Friday, January 20, 2012

Week 43: Santo y Blue Demon contra el doctor Frankenstein (Santo and Blue Demon Vs Dr. Frankenstein, 1973)




         So Blue Demon is back again. This is his penultimate team up with dear old Santo. I wish it were a better team up. It seems that when it came to these final team ups with these two guys, less money was spent to give them a proper film to team up in. Maybe their star status was waning, or maybe most of the budget was eaten up by both men's salaries. Who knows such things. 




"Why aren't you wearing a shirt?"


      The movie is more or less a toothless rehash of Santo  vs. Frankenstein's Daughter. Instead of our boy dealing with a wayward offspring, they're supposedly tangling with the family Patriarch now.
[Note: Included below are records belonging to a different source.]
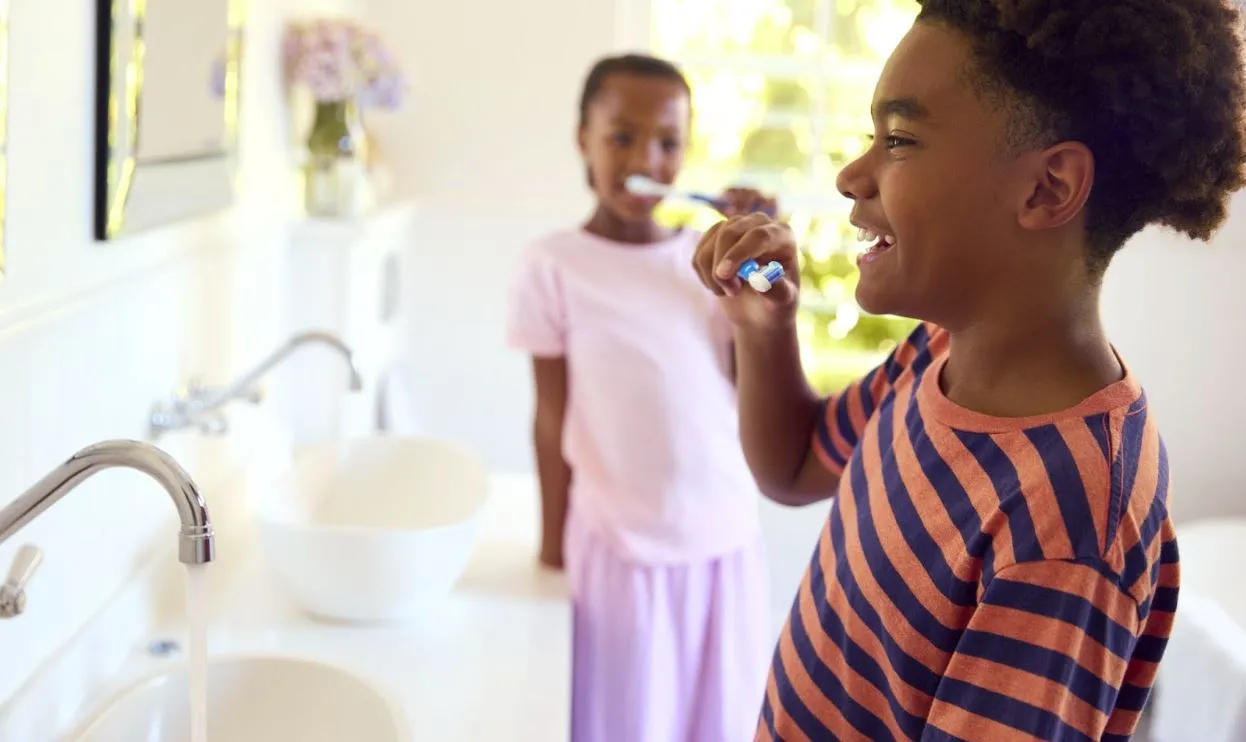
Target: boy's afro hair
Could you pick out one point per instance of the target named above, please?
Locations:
(1153, 87)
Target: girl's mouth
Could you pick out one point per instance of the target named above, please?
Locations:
(877, 245)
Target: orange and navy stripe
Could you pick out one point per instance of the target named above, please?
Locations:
(978, 579)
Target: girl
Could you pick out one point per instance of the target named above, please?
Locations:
(643, 482)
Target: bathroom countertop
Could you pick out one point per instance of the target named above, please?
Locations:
(490, 661)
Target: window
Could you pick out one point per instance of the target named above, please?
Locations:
(781, 95)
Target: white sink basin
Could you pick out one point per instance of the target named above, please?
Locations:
(375, 528)
(252, 699)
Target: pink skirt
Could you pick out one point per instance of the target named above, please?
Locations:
(667, 652)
With the addition of Blue Demon, you'd think they'd want to go big and have all sorts of guys in crazy monster make up, but no. It's all pretty standard, hum drum fare. This is also from the same director as the previous Frankenstein film, so you'd think some of the weird, kinky, creepy shit might carry over, but none of it does. 
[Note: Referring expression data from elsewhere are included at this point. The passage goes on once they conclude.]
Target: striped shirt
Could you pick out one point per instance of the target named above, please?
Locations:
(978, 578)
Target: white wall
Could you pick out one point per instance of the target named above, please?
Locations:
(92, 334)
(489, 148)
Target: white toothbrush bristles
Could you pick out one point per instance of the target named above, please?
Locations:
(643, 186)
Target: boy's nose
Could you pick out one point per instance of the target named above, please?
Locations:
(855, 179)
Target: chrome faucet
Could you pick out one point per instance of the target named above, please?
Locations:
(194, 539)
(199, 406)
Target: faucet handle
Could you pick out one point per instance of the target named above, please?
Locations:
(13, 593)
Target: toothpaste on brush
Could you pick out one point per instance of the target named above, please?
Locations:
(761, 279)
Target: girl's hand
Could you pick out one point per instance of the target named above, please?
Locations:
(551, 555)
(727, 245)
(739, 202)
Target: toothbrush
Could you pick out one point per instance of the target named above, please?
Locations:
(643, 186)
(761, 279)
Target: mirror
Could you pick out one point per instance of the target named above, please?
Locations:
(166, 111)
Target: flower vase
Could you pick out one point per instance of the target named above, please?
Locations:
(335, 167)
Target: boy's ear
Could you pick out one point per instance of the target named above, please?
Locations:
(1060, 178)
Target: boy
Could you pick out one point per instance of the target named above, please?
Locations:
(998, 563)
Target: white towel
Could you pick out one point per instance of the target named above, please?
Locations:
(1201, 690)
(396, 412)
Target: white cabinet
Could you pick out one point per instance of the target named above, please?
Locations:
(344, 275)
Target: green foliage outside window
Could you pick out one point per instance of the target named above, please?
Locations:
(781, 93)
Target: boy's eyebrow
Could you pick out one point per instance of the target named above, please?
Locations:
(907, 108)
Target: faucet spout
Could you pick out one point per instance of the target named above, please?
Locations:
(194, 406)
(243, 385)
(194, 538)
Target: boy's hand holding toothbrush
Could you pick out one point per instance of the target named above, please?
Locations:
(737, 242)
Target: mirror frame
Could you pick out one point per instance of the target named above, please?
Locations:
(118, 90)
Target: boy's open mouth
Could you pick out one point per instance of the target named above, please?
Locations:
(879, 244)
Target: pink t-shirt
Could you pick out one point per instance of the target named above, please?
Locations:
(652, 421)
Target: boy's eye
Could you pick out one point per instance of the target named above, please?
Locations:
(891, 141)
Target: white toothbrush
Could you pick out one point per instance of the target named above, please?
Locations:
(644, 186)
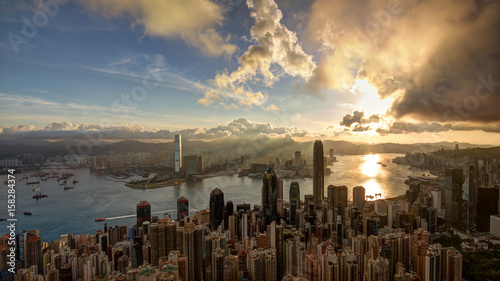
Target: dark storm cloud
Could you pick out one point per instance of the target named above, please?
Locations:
(439, 60)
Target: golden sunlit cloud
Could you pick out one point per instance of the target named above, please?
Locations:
(370, 102)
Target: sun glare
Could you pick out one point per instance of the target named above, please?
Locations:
(370, 101)
(370, 168)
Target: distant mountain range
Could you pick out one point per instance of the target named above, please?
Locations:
(13, 147)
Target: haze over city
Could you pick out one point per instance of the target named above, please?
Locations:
(276, 140)
(377, 71)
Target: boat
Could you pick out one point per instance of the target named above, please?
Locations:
(39, 195)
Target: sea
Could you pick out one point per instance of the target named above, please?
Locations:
(75, 210)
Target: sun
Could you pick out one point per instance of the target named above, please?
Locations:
(369, 100)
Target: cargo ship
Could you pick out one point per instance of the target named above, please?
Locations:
(39, 195)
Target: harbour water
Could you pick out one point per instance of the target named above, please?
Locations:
(75, 210)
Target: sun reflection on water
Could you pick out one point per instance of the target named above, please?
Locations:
(372, 169)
Blue Demon visits the set of the Andromeda Strain


    Somehow, Dr, Frankenstein has wound up in Mexico, doing deranged brain transplantation experiments on people. It's never explained how or why he came to Mexico, nor is it explained how he created such a massive underground laboratory that looks like an interior set from 2001: A Space Odyssey. Like his daughter in the previous movie, Frankenstein has developed a blood serum to keep himself from aging. While his daughter's serum had the fatal flaw of causing its users to develop a resistance to it over time, Dad Frankenstein's serum will cause him to age rapidly if he suffers any sort of physical trauma. He's also assembled a number of hulking, mindless henchman, and his plan for world domination is to put the brains of great athletes like Santo into them. He brags that an army of twenty such "super soldiers" could help him conquer the world. Huh? Even if these guys each have the strength of twenty men, (another fact Frankenstein brags about) will that make them impervious to being run over by a tank? What about napalm, or Atomic weapons? It doesn't strike one as the most well thought out world domination plan. Some brain surgeon he is...


The girl in the foreground never wears pants, ever.
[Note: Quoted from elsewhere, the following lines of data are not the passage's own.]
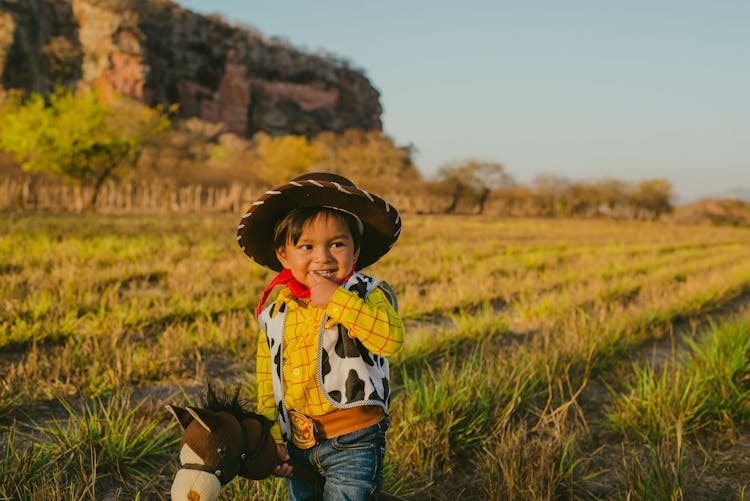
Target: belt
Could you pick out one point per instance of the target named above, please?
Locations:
(309, 431)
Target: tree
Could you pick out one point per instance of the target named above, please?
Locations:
(284, 157)
(473, 179)
(77, 136)
(652, 197)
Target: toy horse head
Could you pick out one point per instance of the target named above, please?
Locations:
(220, 442)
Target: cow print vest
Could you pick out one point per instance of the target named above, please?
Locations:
(348, 373)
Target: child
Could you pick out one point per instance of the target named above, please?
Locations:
(322, 366)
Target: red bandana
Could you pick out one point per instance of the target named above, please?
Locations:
(299, 289)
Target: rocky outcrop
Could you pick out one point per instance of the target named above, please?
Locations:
(158, 52)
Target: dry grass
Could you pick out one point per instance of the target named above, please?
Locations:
(512, 324)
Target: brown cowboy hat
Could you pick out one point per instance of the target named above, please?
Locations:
(380, 220)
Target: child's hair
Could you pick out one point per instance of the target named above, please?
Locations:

        One of the things that's always amusing about the team up movies between Santo and Blue Demon is knowing that these two disliked each other off set, and in the ring. In most of the movies, they're portrayed as equals who respect each other, and are of late, a tag team in the ring. They even go out to fancy dinners with their respective new squeezes. One watches and wonders what exactly their facial expressions are under those luchador masks. What's also interesting is that neither wrestler is involved with the plot in any significant way until about 30 minutes into the movie. The first half of the movie is mostly padded out with Frankenstein explaining...his plans...and achievements....veeery.... slooowly. I'm pretty sure I folded some laundry while he was babbling on. 



Santo & Blue, smashing through a window.



        I had somewhat high hopes for this latter day entry in the Santo franchise. I thought the addition of Blue Demon meant it would be promising, but alas, its just another low budget entry in a franchise that was seeing diminishing returns at the point this film was made. It's not as terrible as some other entries of late, but its not so great either. 



Enjoyment...?













Two Silver Masks out of a possible Five

Fun Fact: In the ring, Blue Demon's signature finishing movie was the "octopus hold", in which he'd use his own weight to pin an opponent in a bent over while standing position.